1: the power or right to act, speak, or think as one wants.
2: the state of not being imprisoned or enslaved.
When I was six, I:
thought freedom meant sitting on a plane without a seatbelt.
I sat with you on flight 404
and swore I would romanticize my journey beyond the clasps of
thick rubbery straps.
I let ego cloud my judgement
and clouds cloud my sight
I raced to pluck the buckle from the chains
that clasped my obedience
into two silver hooks.
imagined a jungle of seats to choose from,
instead I met with one assigned chair, two cushions,
one table and 12 hours
confined into the hugging air and artificial everything.
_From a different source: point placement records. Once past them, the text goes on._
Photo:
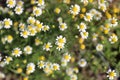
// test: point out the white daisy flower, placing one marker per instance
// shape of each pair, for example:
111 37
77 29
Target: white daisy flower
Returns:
88 17
63 26
11 3
66 57
7 59
30 68
18 10
25 33
102 7
84 34
82 26
28 49
16 52
113 39
60 40
31 20
45 28
41 2
1 24
47 46
73 77
113 22
75 9
41 64
99 47
7 23
111 74
37 11
55 66
82 62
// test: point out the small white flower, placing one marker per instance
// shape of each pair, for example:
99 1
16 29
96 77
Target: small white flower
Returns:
84 34
41 64
63 26
31 20
82 26
11 3
113 22
55 66
82 62
37 11
40 2
25 33
7 23
88 17
30 68
69 71
2 75
60 40
73 77
75 9
1 24
66 57
47 46
18 10
28 49
113 39
45 28
111 74
102 7
99 47
16 52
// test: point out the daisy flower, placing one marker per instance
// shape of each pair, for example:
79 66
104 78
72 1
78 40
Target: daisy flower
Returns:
111 74
47 46
7 23
102 7
113 22
9 38
60 40
16 52
82 26
7 59
99 47
40 2
41 64
82 62
88 17
30 68
22 26
25 33
60 46
66 57
98 15
11 3
113 39
18 10
84 34
37 11
31 20
55 66
63 26
69 71
45 28
28 49
75 9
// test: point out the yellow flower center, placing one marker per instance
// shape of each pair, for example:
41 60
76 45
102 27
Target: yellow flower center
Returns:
74 9
7 23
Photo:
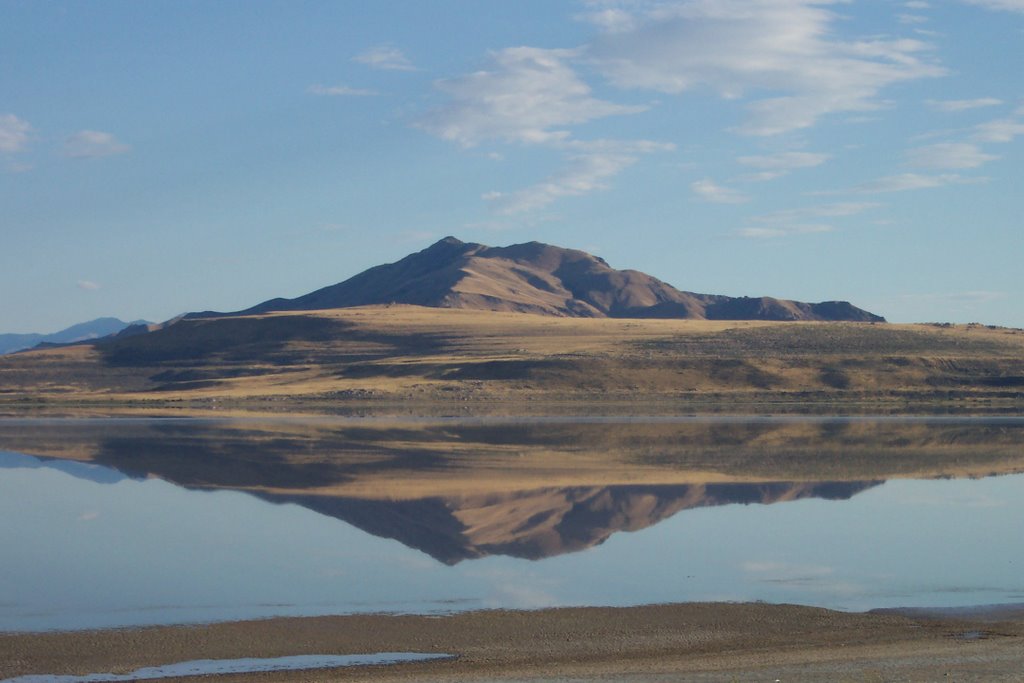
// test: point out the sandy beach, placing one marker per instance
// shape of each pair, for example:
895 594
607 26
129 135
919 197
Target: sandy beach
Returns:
693 642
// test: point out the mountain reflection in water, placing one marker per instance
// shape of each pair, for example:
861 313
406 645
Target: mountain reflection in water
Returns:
459 489
536 524
115 522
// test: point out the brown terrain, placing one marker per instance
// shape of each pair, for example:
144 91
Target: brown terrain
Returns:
527 322
418 353
689 642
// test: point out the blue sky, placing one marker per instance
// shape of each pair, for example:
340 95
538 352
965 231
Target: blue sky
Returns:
164 157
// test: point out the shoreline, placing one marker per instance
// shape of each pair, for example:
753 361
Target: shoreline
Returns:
707 641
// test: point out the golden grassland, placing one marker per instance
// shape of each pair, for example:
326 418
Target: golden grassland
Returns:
415 353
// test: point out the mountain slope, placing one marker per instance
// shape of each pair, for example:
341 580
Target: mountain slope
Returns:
101 327
542 279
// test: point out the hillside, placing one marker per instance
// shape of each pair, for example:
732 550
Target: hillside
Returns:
536 278
426 354
100 327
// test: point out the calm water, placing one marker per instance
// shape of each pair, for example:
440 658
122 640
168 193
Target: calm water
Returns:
187 532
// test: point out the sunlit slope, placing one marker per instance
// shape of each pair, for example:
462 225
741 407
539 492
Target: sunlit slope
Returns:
418 352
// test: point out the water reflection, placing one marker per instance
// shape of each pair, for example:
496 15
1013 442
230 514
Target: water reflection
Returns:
105 525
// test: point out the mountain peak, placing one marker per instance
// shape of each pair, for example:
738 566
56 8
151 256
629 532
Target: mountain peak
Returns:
539 278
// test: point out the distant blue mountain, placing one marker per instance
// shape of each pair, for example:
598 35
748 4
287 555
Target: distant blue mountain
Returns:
100 327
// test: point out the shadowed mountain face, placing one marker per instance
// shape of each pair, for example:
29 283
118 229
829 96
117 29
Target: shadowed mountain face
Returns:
541 279
101 327
536 524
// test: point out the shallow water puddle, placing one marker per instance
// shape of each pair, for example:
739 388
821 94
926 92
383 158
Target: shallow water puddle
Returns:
247 666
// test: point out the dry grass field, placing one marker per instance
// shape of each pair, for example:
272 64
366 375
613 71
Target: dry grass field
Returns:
410 352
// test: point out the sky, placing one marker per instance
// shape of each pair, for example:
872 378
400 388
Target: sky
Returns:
163 157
I rebelled again and again in the undisturbed realm of my mind yet
wished the airplane become my kingdom.
I kicked the blanket down and threw the free
teddy bear and refused to eat a single bite
until the straps of confinement loosened.
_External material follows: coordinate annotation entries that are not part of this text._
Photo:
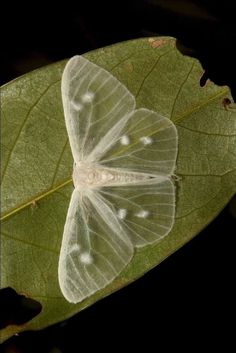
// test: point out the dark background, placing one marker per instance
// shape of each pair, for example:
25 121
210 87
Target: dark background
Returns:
188 300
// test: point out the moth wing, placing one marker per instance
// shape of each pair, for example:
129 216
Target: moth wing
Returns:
94 103
148 143
95 247
146 211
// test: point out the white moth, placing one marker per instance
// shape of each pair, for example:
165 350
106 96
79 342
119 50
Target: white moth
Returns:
124 196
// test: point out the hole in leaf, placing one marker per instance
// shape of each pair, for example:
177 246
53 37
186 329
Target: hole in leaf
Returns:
203 79
16 309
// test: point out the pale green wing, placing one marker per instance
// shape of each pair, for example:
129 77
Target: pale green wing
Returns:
146 211
95 247
148 144
94 103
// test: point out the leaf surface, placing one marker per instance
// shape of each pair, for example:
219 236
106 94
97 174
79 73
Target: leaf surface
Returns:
37 166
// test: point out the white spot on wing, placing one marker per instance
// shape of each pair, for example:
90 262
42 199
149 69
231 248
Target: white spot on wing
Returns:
125 140
146 140
86 258
122 213
87 97
142 214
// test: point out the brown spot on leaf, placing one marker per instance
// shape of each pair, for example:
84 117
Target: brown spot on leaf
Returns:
226 102
157 43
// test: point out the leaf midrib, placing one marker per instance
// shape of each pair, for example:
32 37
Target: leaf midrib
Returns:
68 181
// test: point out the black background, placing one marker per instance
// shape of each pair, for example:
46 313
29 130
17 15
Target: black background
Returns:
188 300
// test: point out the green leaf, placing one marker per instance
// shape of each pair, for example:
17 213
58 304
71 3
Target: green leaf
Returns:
37 165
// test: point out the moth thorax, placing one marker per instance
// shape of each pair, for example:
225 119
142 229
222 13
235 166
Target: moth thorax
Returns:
90 176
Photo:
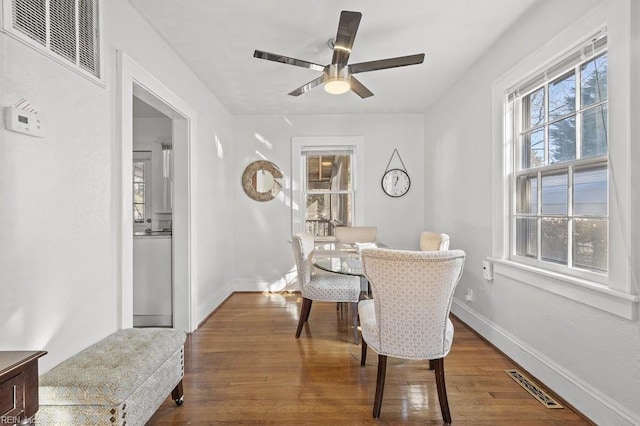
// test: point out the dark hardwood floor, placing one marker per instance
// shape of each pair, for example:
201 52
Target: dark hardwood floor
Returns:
244 366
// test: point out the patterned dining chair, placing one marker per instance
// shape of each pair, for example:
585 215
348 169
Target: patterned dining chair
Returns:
432 241
355 234
408 316
326 287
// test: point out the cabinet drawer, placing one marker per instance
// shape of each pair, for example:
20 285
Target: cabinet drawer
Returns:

I thirsted after the clouds ahead my window and
whispered my glossy rebellion to the skies.
held my left hand to my face
and counted the years of my life.
I ran out of fingers at 5 and
raised my new calendar disguised as a right hand and
counted one more finger.
Six years of life spat on from the high
altitude of freedom.
When I was six, my fragmented definition of freedom mocked me as I flew wingless, on wings.
I am now 18 and I:
am about to run out of fingers two times over.
I sit alone in a new plane, a new seat,
and strap on my seatbelt even before
the sign glows red and tells me to.
I am now flying with wings on a wing machine
yet look to earth and not the clouds.
and beg this seat belt
to hug me forever.
am desperately clinging to
the cushioning behind the belt,
the crimson of the safety sign, the comfort of familiarity, the stories of home.
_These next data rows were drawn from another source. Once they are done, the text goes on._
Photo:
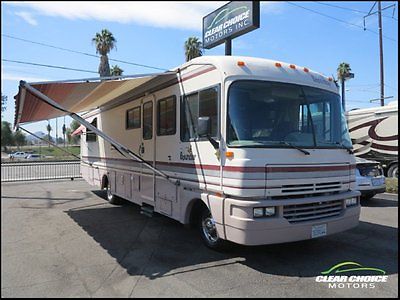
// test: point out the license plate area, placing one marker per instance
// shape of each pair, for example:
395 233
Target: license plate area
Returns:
318 230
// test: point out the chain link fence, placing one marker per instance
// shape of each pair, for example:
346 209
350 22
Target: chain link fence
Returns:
39 170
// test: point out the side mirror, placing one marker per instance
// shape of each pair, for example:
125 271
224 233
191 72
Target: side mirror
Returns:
203 126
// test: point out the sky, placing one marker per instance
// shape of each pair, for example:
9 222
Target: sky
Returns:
318 35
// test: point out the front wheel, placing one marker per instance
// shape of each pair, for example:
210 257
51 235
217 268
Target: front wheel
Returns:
208 231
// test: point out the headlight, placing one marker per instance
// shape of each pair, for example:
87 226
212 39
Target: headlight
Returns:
351 202
258 212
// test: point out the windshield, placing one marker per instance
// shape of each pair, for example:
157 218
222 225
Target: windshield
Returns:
268 114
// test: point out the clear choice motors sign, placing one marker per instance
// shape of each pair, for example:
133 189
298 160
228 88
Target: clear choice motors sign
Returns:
230 21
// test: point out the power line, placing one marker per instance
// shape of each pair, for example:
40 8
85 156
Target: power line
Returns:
338 20
350 9
79 52
47 66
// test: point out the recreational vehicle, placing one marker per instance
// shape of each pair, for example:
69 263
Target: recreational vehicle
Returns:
374 133
249 150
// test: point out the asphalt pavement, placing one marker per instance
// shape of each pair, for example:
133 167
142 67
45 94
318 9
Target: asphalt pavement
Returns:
62 239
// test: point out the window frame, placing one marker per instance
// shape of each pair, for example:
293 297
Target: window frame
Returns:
89 134
152 120
127 118
183 114
228 144
173 97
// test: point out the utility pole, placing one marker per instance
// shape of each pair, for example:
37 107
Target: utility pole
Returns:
381 54
382 77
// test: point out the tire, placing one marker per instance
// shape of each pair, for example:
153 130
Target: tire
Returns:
208 232
111 198
393 171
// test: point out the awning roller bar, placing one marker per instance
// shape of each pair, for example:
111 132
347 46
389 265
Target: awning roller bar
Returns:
121 148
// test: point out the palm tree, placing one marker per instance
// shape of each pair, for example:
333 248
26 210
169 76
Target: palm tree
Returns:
193 48
116 71
105 42
343 72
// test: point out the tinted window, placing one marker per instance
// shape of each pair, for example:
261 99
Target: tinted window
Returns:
148 121
201 104
166 124
133 118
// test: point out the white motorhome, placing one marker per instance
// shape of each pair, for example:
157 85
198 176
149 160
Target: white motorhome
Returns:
251 150
374 133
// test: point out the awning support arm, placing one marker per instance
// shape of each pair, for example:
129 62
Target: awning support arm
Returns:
121 148
54 145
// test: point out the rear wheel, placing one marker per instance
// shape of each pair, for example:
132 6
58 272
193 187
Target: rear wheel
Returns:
208 231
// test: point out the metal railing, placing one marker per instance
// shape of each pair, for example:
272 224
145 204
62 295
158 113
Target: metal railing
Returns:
39 170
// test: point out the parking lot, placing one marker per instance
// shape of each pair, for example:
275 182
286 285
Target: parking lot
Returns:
62 239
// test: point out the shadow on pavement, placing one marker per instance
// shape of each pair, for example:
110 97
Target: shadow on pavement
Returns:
379 203
159 246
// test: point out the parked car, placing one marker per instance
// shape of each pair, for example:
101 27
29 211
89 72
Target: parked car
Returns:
33 157
370 179
18 155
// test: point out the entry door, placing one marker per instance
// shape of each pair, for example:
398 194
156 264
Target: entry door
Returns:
147 149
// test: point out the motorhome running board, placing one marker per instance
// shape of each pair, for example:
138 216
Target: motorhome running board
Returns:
147 210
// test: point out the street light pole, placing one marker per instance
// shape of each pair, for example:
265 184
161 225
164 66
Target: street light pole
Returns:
381 54
379 12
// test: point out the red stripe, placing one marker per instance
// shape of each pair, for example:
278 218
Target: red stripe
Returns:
308 169
241 169
187 77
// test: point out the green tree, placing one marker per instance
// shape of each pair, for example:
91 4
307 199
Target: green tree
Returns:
116 71
104 42
7 138
192 48
19 139
343 73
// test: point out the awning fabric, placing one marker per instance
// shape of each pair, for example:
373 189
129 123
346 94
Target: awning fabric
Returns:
82 95
79 130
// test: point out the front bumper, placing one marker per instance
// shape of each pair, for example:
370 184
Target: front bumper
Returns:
240 226
371 190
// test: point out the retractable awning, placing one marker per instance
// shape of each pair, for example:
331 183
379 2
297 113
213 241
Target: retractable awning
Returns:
77 96
78 131
41 101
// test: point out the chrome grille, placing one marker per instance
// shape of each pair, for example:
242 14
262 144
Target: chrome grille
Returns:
312 211
312 187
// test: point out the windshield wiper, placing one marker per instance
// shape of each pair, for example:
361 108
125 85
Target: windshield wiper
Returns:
295 147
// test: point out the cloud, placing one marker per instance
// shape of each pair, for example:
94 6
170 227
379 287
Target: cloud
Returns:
28 18
162 14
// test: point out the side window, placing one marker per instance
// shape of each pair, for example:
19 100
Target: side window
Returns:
133 118
166 116
148 121
200 104
90 135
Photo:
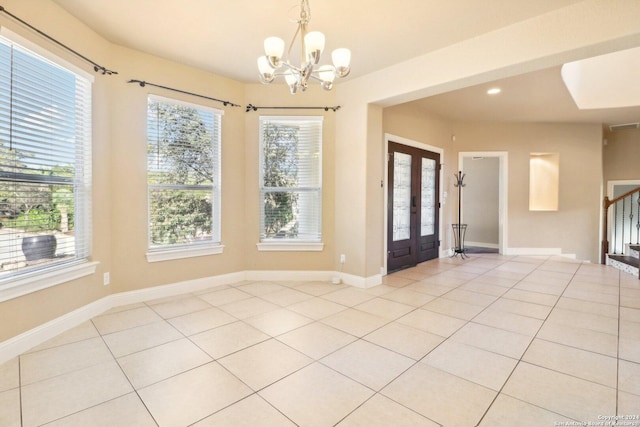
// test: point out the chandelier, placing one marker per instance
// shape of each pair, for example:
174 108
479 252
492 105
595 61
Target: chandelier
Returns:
274 64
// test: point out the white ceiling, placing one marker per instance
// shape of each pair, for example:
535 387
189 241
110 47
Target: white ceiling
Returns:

(As overbearingly clichè as this sounds:)
I fear the upcoming walk unrestrained,
I fear I may forget the seat belt hugging my lungs,
Karachi’s skies embracing my breath
and the smell of my friends when I hug them.
I guess clichès are clichès for a reason.
reach for my phone
& text message you ‘Taking off, love you’
and form another fragmented definition of freedom: a sort of freedom I fear.
Four hours into the flight I become free enough to roam inside the plane and yet
remain glued to my seat.
Enter: four years of terrifying freedom
I am now 18 and crying.
fifteen: two and a half pairs of hands.
“Ladies and Gentlemen, please fasten your seatbelts. It’s time for landing.”